Thankfully, the likelihood of these machines becoming conscious, like Hal the computer in ‘2001: A Space Odyssey’, remains but a distant fantasy. However, the enormous networks of interconnected devices employed to smart cities, do present a very real security risk.

With Gartner estimating as many as 20.4 billion connected “Things” will be in use by 2020, smart technology has tremendous potential to transform the infrastructure of our cities and our daily lives. A prospect which is at once exciting and terrifying.

Automated maintenance in Smart Cities

In Los Angeles, LED Streetlights with sensors monitor light conditions and send notification when bulbs need replacing; in Pittsburgh, the surtrac system observes and responds to changing traffic patterns, significantly reducing journey and wait times; networks of cameras and sensors have been combined with Artificial Intelligence to fight crime in parts of Africa and China; driverless buses are currently being tested in several cities worldwide; and in a bid to avoid outages caused by power fluctuations, storms and damage, cyberattacks, and other disruptions, the US Department of energy is funding research into smart power grids.
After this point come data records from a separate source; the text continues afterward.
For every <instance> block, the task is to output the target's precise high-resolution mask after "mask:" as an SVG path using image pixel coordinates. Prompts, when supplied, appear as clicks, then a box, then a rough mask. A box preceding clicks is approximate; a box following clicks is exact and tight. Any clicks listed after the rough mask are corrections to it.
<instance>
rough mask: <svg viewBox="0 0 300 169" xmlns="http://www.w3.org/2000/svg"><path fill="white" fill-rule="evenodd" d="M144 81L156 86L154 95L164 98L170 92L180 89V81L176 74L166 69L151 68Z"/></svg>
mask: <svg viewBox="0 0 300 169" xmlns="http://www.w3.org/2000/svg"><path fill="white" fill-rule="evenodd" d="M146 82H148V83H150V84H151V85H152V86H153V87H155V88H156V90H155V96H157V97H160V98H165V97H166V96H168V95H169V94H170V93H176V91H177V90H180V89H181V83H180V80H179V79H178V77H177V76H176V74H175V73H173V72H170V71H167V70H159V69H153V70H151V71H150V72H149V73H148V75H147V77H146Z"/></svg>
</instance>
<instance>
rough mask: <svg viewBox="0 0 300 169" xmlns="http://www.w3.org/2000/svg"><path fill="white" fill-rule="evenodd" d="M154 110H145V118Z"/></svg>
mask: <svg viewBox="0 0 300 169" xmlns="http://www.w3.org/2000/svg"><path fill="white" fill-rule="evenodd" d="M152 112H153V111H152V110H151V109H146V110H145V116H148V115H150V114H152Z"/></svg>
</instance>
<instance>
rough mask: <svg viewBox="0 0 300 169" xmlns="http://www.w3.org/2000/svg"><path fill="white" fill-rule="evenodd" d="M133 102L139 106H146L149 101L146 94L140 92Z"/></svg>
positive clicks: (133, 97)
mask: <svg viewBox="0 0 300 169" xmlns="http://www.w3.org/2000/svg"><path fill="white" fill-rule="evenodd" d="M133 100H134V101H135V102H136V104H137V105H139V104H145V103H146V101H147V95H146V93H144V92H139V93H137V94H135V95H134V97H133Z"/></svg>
Connected networks are a hotbed for attacks

The flipside of this coin is that the connected networks these systems sit upon present a huge attack surface, vulnerable if not adequately defended. In a worrying recent real-world example, Dallas’ tornado warning system was breached by a hacker, resulting in 156 sirens going off and causing widespread panic. The 4,000 calls to 911 placed a heavy load on emergency services system, potentially putting lives at risk. The fact that engineers were unable to switch all of the sirens off for some time after discovering the breach, makes this a disturbing vision of how things can go wrong.

In a further frightening case of disruption to an essential service, part of the Kiev electricity distribution network was shut down late last year by what appears to be a Russian-created cyberweapon. The malware, known as ‘CrashOverride’ or ‘Industroyer’, is the first ever malware framework designed for and deployed to attack power grids, with the potential to be scaled up to much greater effect. Dragos, a cybersecurity firm, created this extensive report detailing the weapon and its impact.

Smart cities can bring huge benefits to our lives, our wallets, the health of our cities, and even the health of the planet. However, governments need to weigh these benefits against the increased risk of malicious network breaches and the havoc these can cause. They must be especially vigilant about network security, ensuring that robust systems and processes are in place. Convenience must not come at too great a cost, we need to be clever.